Bank failures and bailouts, evaporating net worth and tighter credit, job losses and multibillion-dollar Ponzi schemes. After the year we've had on the money front, who wouldn't want to leave 2008 in the dust?
I doubt 2009 will be a picnic as far as the economy is concerned, either. But some market watchers say the stock market is poised to rebound. And I'm hopeful that in the coming year, keeping up with the Joneses will have more to do with living on what you make than living with the latest, greatest toys.
To start the new year right, I asked several Minnesota money experts the following: If you could give one piece of advice for how to prosper in 2009, what would it be? Here are their answers. More advice can be found at my blog: www.startribune.com/kablog. I hope you'll share your nuggets of wisdom there, too. CASSAUNDRA ADLER

Financial educator, Minneapolis

Look at your survival budget -- your bare-bone expenses. See if your monthly cash inflow covers this number. Most folks have no idea what their survival budget number is. But once they do, it provides them some sense of comfort. They feel they at least have a starting point to deal with the current economic tsunami.

ALEX BARNED

Market area manager, UBS Wealth Management, Minneapolis

Don't make 2008 a year of "what if?" Given all that happened this year, people are more emotional when it comes to finances and investing than they should be. Moving into 2009, take the time to know exactly what you own -- from stocks to property to savings accounts -- and make sure what you own is right for you and your financial needs. Once you've taken a look and know what you own, don't look at it too often. That can lead to emotion and second-guessing.

JIM CHRISTIAN

Financial adviser, Lakeville

I'm an avid shipwreck diver, and in scuba diving, we practice the 3 R rule: "Regain control.
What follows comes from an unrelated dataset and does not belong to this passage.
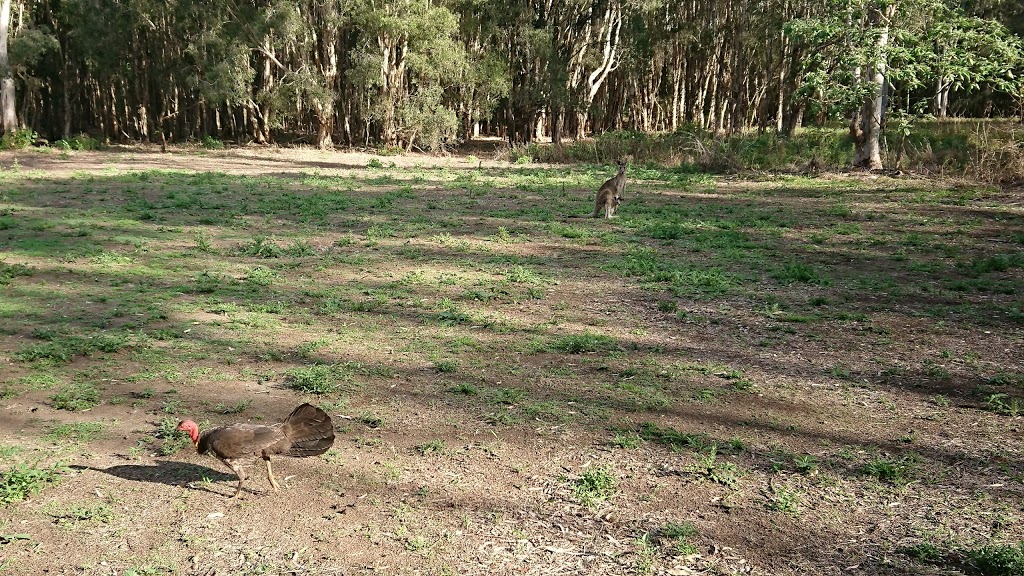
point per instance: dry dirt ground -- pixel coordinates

Respond. React." If I were to give one piece of advice and reiterate what I am doing with clients every day it's to practice the 3 R rule. DARRYL DAHLHEIMER

Program director, LSS Financial Counseling, Minneapolis

"Watch out!" In any downturning economy where people are desperate, the market provides many scam artists willing to leverage that fear and worry. One concrete example is the rescue scams in the foreclosure market. Another is the return of credit-repair offers.

NATHAN DUNGAN

Share Save Spend, Minneapolis

Make sure your values are in alignment with your money decisions. Do your money choices reflect the values that are most important to you? This is often overlooked, but it is critical to ensure short- and long-term financial success. Incorporate these beliefs into a values-based budget and use it as your road-map for all future money decisions.

KURT DURRWACHTER

Laraway Financial Advisors, St. Cloud

Start thinking of yourself as the CEO of the Smith Family Inc. In a corporation, the term "cash is king" holds true more now than ever. With credit lines tight and jobs on the line, if you are the CEO of your family, you need to ask yourself: "How long would we survive if our income sources dried up?" If the answer is "less than a year" or "I have no idea," then it's time to get brutally honest and think about what's truly important. Put on your CEO hat. Cut spending, reduce bad debt and increase savings.

RUTH HAYDEN

Financial educator and author, St. Paul

Managing fear is the key to dealing with this "new normal." Fearful people are inactive people or reactive people. Taking actions such as getting your resume updated -- even if you have a job -- will make you feel more confident. Save any extra dollars, even if you eat macaroni and cheese several nights a week. A stash of cash -- large or small -- helps manage fear. Fear also destroys creativity. Ideas for dealing with a difficult situation need the highest amount of creativity. Creativity will help you deal with what is, rather than living in fear and frustration over what was.

MARTHA POMERANTZ

Investment principal, Lowry Hill Investment Advisors, Minneapolis:

Move away from the investment portfolio that says you have to have 20 percent in bonds and 80 percent in equities. It isn't about that. It's about how much do you have to have off on the sidelines to make sure you can make it from here to there so you don't make a bad decision when the market comes down.